The pattern you're describing is real and exhausting. It's not you being oversensitive — it's genuinely demoralizing to keep showing up prepared and respectful only to be treated as an afterthought. That wears on people.

Is the job search going badly across the board right now, or is it more isolated incidents like these two? Sometimes it helps to figure out whether it's the process, the sector, or just a run of bad luck.


Served beer to tech workers today. Can’t shake this strange feeling.

Some background: I have 7 years of experience in tech comms & PR. Hated my last job and quit, thinking it would be easy to find something better with my experience. As you all know, boy was I wrong.

Now I’m bartending at a brewpub. It’s exhilarating, but also intense and the pay is shit. Today we went to serve beer at an employee event for a big tech company. At age 34 and with my experience, you probably can imagine that’s not the context in which I’d like to find myself at a tech event. 

And yet, standing there looking around at these poor shmucks—developers, product managers, marketers, and the rest—I couldn’t help but feel like I’m the one who is ahead of the curve. How many of these people will be laid off in the coming months, as interest rates remain high and AI ravages white-collar work?

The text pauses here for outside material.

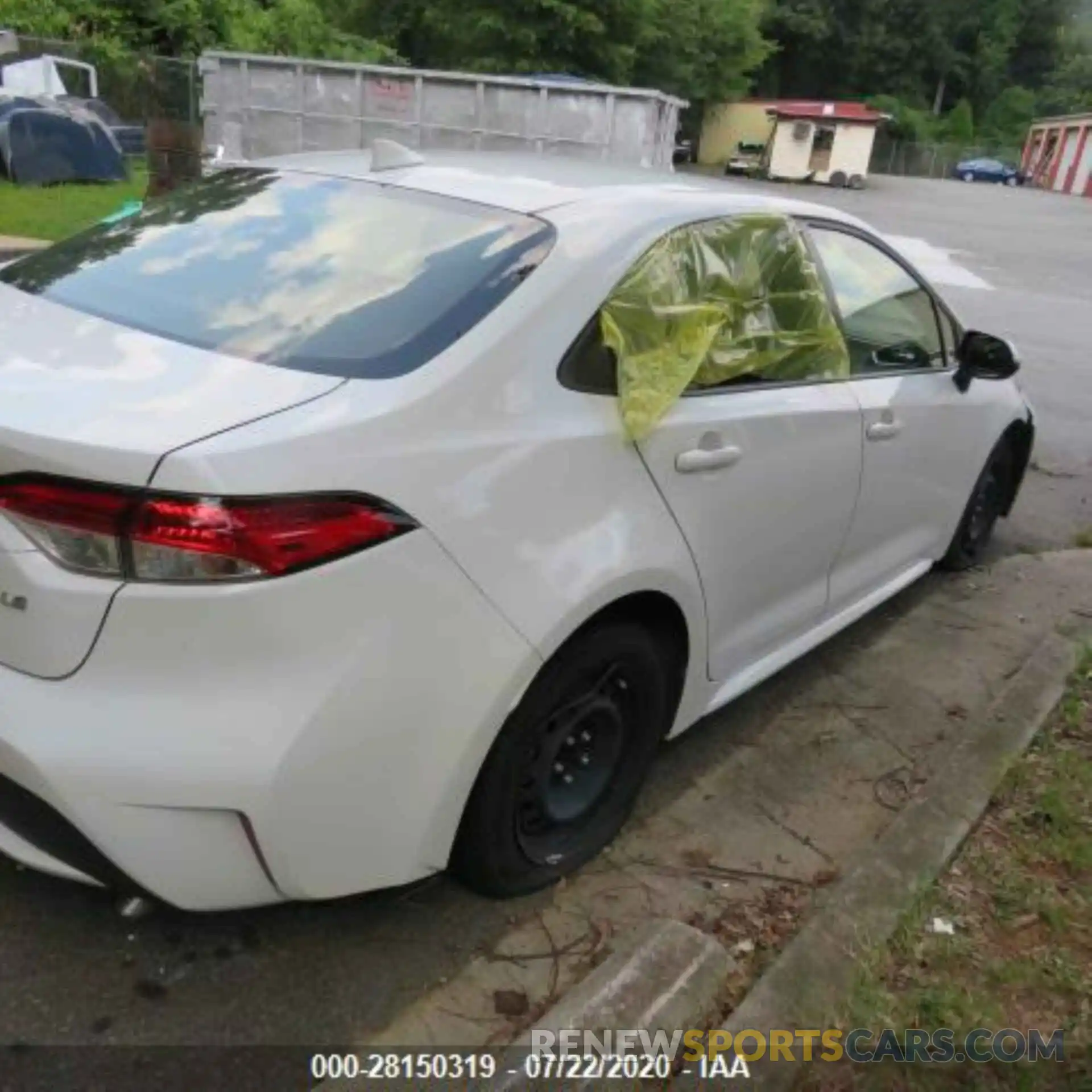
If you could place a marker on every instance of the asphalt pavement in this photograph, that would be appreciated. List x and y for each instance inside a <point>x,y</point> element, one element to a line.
<point>1014,262</point>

It might sound silly, but I really felt myself living at a pivotal moment in history. I don’t know what comes after the Information Revolution, but we’re about to find out real soon. I wonder whether blue-collar work will make a massive comeback.


Jobadvisor

That's a genuinely interesting observation, and I don't think it sounds silly at all.

There's a long tradition of people who stepped sideways out of the "prestige track" and gained a clarity that people still on it don't have. You were in the room, but not performing for the room. That's a rare vantage point.

And your instinct has some real basis. A few things worth sitting with:

The AI displacement question is real, but uneven. The roles most at risk aren't the ones people assume. Mid-level knowledge work — exactly the analyst, coordinator, comms layers that grew massively in the 2010s — is genuinely more exposed than, say, a bartender who reads a room and builds regulars. Physical presence, social intuition, and unpredictability are still deeply human advantages.

Blue-collar comeback is already quietly happening in pockets. Electricians, plumbers, and skilled tradespeople are in shortage in most Western countries and earning accordingly. The status hasn't caught up with the economics yet, but it's moving.

The feeling you're describing has a name — liminality. Being between worlds. It's uncomfortable but it's also where people do their clearest thinking about what they actually want, versus what they were trained to want.

The more interesting question your post raises though: do you want to go back to tech comms, or did quitting quietly reveal something? Because "hated my last job and assumed the next would be better" and "standing in a brewpub feeling oddly free" might be pointing at the same thing.

What does the ideal next chapter actually look like to you — genuinely, not resume-wise?